1631. Path With Minimum Effort

 You are a hiker preparing for an upcoming hike. You are given heights, a 2D array of size rows x columns, where heights[row][col] represents the height of cell (row, col). You are situated in the top-left cell, (0, 0), and you hope to travel to the bottom-right cell, (rows-1, columns-1) (i.e., 0-indexed). You can move up, down, left, or right, and you wish to find a route that requires the minimum effort.

A route's effort is the maximum absolute difference in heights between two consecutive cells of the route.

Return the minimum effort required to travel from the top-left cell to the bottom-right cell.

Example 1:

Input: heights = [[1,2,2],[3,8,2],[5,3,5]]
Output: 2
Explanation: The route of [1,3,5,3,5] has a maximum absolute difference of 2 in consecutive cells.
This is better than the route of [1,2,2,2,5], where the maximum absolute difference is 3.

Example 2:

Input: heights = [[1,2,3],[3,8,4],[5,3,5]]
Output: 1
Explanation: The route of [1,2,3,4,5] has a maximum absolute difference of 1 in consecutive cells, which is better than route [1,3,5,3,5].

Example 3:

Input: heights = [[1,2,1,1,1],[1,2,1,2,1],[1,2,1,2,1],[1,2,1,2,1],[1,1,1,2,1]]
Output: 0
Explanation: This route does not require any effort.

 

Constraints:

• rows == heights.length
• columns == heights[i].length
• 1 <= rows, columns <= 100
• 1 <= heights[i][j] <= 106

• Key Concepts and Constraints

  What Makes This Problem Unique?

  1. Graph Representation:
     This problem can be mapped to a graph where each cell in the 2D matrix is a node. The edges connecting these nodes represent the "effort" required to move from one cell to another.

  2. Variants of Shortest Path Algorithms:
     The objective is similar to finding the shortest path, but with a different metric. We need to minimize the maximum absolute difference between adjacent nodes.

  3. Constraints:

     • $1\le \text{rows, columns}\le 100$
     • $1\le \text{heights}[i][j]\le 10^6$

  Strategies to Tackle the Problem

  1. Dijkstra's Algorithm:
     A classic algorithm for finding the shortest path in a weighted graph, adapted for this problem.

  2. Dijkstra's Algorithm Explained

     What is Dijkstra's Algorithm?

     Dijkstra's Algorithm is a classic graph algorithm that finds the shortest path from a source node to all other nodes in a weighted graph. In this case, the graph is represented by a 2D grid of cells, where each cell is a node and the edges between them represent the effort to move from one cell to another.

     Mechanics of Dijkstra's Algorithm in "Path With Minimum Effort"
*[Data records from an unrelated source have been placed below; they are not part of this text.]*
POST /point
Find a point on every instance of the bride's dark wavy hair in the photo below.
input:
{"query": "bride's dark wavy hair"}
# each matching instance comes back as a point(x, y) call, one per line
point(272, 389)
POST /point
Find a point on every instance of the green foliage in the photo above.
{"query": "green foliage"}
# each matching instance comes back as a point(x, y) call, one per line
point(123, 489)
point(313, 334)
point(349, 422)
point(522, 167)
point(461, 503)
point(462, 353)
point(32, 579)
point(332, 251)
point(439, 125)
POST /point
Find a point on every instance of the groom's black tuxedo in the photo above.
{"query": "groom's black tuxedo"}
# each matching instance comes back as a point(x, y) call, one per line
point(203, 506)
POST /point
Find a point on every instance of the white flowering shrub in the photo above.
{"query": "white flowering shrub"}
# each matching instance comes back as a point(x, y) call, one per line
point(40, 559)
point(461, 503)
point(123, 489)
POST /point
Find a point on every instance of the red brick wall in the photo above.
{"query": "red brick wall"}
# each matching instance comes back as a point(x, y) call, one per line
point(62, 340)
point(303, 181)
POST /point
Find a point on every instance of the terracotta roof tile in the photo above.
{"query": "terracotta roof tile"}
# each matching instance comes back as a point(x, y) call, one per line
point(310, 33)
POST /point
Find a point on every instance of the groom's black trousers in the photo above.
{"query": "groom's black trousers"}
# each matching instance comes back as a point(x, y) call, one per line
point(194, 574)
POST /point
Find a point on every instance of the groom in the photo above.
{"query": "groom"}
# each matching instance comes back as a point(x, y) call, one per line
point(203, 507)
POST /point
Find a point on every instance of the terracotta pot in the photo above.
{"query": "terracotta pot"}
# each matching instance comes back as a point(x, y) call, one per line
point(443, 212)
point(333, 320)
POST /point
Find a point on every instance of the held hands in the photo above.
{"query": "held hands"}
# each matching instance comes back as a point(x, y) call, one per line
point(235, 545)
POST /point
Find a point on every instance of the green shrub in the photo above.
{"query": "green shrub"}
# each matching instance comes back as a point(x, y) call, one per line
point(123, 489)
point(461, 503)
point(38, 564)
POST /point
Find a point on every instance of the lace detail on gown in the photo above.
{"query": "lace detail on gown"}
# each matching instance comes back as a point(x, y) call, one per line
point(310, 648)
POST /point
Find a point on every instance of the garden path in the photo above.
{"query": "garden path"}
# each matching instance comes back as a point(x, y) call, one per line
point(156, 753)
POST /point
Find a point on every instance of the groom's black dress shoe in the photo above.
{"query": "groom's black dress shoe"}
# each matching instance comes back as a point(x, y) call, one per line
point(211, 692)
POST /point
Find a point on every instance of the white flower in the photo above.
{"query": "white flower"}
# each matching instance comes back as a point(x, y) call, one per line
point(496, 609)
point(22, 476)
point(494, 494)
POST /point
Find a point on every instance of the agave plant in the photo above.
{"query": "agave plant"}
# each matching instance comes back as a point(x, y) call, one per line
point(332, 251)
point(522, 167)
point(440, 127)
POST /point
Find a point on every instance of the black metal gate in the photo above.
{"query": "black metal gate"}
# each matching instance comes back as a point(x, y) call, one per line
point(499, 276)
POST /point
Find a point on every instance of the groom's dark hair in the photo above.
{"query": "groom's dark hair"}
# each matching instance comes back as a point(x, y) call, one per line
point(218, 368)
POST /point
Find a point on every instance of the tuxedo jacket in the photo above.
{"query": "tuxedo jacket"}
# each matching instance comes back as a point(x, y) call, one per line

     1. Initialize Priority Queue:

        • The algorithm starts at the top-left corner (the source). The priority queue is initialized to store the effort needed to reach each cell from the source. The effort for the source itself is zero.

     2. Distance Matrix:

        • A 2D array keeps track of the minimum effort required to reach each cell. Initially, this is set to infinity for all cells except the source.

     3. Iterate and Update Distances:

        • The algorithm pops the cell with the smallest effort from the priority queue and explores its neighbors. The effort required to reach a neighbor is updated if a smaller effort is found.

     4. Early Exit:

     • The algorithm stops when it reaches the bottom-right corner, returning the effort required to get there.

     Time and Space Complexity

     • Time Complexity: $O(M\times N\log (M\times N))$, where $M$ and $N$ are the dimensions of the grid. This is primarily due to the operations on the priority queue.
     • Space Complexity: $O(M\times N)$, needed for the distance matrix and the priority queue.